M. [E] [P] qui succombe à l’instance en supportera les dépens.Aux termes de l’article 700 du code de procédure civile, le juge condamne la partie tenue aux dépens ou qui perd son procès à payer à l’autre partie la somme qu’il détermine, au titre des frais exposés et non compris dans les dépens. Il tient compte de l’équité ou de la situation économique de la partie condamnée. Il peut, même d’office, pour des raisons tirées des mêmes considérations, dire qu’il n’y a pas lieu à ces condamnations
L’équité commande en l’espèce de condamner M. [E] [P] à payer à Mme [N] [O] au titre des frais irrépétibles la somme de 2.000 €. La société Ena automobile sera déboutée de sa demande à ce titre.
En application de l’article R.631-4 du code de la consommation, « Lors du prononcé d’une condamnation, le juge peut, même d’office, pour des raisons tirées de l’équité ou de la situation économique du professionnel condamné, mettre à sa charge l’intégralité des droits proportionnels de recouvrement ou d’encaissement prévus à l’article L. 111-8 du code des procédures civiles d’exécution ».

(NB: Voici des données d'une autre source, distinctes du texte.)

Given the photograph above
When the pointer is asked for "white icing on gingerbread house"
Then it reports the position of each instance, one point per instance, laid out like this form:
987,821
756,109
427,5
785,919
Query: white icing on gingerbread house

La société Ena automobile n’ayant pas été condamnée, Mme [N] [O] sera déboutée de ce chef de demande.
PAR CES MOTIFS
Le tribunal statuant en audience publique, en premier ressort, par jugement réputé contradictoire,
PRONONCE la résolution du contrat de vente conclu à Bargard le 9 août 2023 entre Mme [N] [O] et M. [E] [P] par l’intermédiaire de la SASU Ena automobile portant sur un véhicule Mini Countryman immatriculé [Immatriculation 6] mis en circulation pour la première fois le 13 décembre 2011, réservé depuis le 7 juillet 2023 ;
CONDAMNE M. [E] [P] à payer à Mme [N] [O] la somme de 8.435 euros correspondant au prix du véhicule clef en main ;
ORDONNE la récupération du véhicule Mini Countryman immatriculé [Immatriculation 6] par M. [E] [P] à ses frais, à l’endroit où il se trouve, dès paiement des 8.435 euros dus à Mme [N] [O], sous astreinte de 50 euros par jour de retard pendant trois mois passé le délai d’un mois après paiement de cette somme, au profit de la société Ena automobile ;
CONDAMNE M. [E] [P] à payer à Mme [N] [O] la somme de 2.047,48 euros au titre de ses frais financiers ;
CONDAMNE M. [E] [P] à payer à Mme [N] [O] la somme de 10 euros par jour depuis le 11 août 2023 jusqu’au remboursement effectif du prix de vente clef en main à Mme [N] [O], au titre de son préjudice de jouissance ;
DIT que les sommes que M. [E] [P] est condamné à payer à Mme [N] [O] seront augmentées des intérêts au taux légal à compter du 16 août 2023 ;
ORDONNE la capitalisation des intérêts dans les conditions de l’article 1343-2 du code civil ;
DEBOUTE Mme [N] [O] de sa demande au titre du préjudice moral ;
DEBOUTE Mme [N] [O] du surplus de ses demandes à l’encontre de M. [E] [P] ;
DEBOUTE Mme [N] [O] de ses demandes à l’encontre de la société Ena automobile ;
CONDAMNE M. [E] [P] aux entiers dépens de l’instance, en ce compris les frais d’expertise ;
CONDAMNE M. [E] [P] à payer à Mme [N] [O] la somme de 2.000 euros au titre de l’article 700 du code de procédure civile ;
DEBOUTE Mme [N] [O] de sa demande au titre de l’article R.631-4 du code de la consommation ;
DEBOUTE la société Ena automobile de sa demande au titre des frais irrépétibles ;
DEBOUTE les parties de toutes leurs demandes supplémentaires, plus amples ou contraires ;
RAPPELLE que l’exécution provisoire est de droit.
Le présent jugement a été signé par Antoine GIUNTINI, Vice-président et par Aurélie VIALLE, Greffière présent lors de sa mise à disposition.